O Vazio Que Tem Forma
Há silêncios que não são ausência.
São uma espécie de
presença discreta.
O vazio que tem forma é assim:
não
grita, não pesa, mas ocupa espaço — um espaço que se sente.
Recordo-me de um desenho antigo, feito à mão, durante uma pausa
no escritório.
Um portão de ferro forjado, entreaberto.
De
um lado, a saída do Nada.
Do outro, a entrada para Coisa
Nenhuma.
Surreal? Talvez.
Mas naquele traço havia verdade.
E espanto. E um sorriso contido da colega do lado que nunca me
esqueci.
Vivemos rodeados de matéria e movimento.
Mas é nas margens
do real que habitamos muitas vezes.
Entre o que não existe…
e
o que só existe como ideia.
A memória de algo que nunca chegou a acontecer.
A esperança em coisas que não têm nome.
A convicção de que devia haver qualquer coisa mais.
E o medo de que não haja.
Essas não são ilusões.
São territórios
interiores, onde se constrói o que somos.
🧭 E quanto ao sentido?
Procuramo-lo.
Na carreira. No amor.
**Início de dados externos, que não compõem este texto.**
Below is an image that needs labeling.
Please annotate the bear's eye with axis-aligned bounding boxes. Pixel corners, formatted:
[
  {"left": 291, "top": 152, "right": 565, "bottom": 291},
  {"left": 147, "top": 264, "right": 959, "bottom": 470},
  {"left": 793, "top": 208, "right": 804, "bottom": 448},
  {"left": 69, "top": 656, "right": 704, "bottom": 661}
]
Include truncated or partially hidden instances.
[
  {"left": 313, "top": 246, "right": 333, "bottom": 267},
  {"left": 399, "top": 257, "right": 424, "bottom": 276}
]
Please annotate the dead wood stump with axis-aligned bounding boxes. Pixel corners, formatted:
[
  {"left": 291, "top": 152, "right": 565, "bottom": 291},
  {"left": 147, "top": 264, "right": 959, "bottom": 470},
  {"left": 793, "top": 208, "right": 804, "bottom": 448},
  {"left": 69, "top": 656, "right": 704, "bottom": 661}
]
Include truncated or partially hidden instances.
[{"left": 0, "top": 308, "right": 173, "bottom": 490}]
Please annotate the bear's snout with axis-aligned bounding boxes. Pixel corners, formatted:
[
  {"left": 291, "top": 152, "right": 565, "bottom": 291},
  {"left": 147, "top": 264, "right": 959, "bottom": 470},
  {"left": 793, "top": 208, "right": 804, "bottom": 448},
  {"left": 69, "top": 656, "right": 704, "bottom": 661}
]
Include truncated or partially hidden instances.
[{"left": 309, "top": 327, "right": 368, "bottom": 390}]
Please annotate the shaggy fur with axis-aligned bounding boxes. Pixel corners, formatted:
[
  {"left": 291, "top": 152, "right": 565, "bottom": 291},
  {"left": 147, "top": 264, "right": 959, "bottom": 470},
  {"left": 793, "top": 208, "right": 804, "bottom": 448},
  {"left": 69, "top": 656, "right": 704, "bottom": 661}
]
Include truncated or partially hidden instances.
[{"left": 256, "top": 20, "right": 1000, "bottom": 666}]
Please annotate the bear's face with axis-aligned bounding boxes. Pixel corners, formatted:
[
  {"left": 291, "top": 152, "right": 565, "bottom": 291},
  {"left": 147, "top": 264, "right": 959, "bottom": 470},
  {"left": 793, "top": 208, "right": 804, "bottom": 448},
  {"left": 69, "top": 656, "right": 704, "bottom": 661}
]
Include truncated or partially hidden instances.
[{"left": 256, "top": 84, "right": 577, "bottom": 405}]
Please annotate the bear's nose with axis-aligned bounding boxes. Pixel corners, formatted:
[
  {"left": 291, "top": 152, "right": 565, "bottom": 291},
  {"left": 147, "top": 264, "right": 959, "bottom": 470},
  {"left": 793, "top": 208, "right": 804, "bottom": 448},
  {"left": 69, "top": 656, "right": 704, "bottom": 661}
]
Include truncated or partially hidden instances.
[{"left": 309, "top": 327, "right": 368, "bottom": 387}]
No aplauso.
Na
certeza artificial das rotinas.
Como se o mundo devesse,
obrigatoriamente, oferecer um propósito.
Mas o mundo raramente oferece sentido.
Dá-nos
interrogações.
Dá-nos mapas sem escala.
Dá-nos o
absurdo como cenário de fundo — e espera que saibamos dançar
mesmo assim.
📜 Talvez seja isto:
Há um portão.
De ferro.
Entreaberto.
Não convida
nem repele.
Está lá — como um gesto.
E quem o desenha, quem o vê, quem o compreende,
já
está do lado de cá da lucidez.
Mesmo que do outro lado esteja só a Coisa Nenhuma.
Ou o
silêncio.
Ou nós próprios.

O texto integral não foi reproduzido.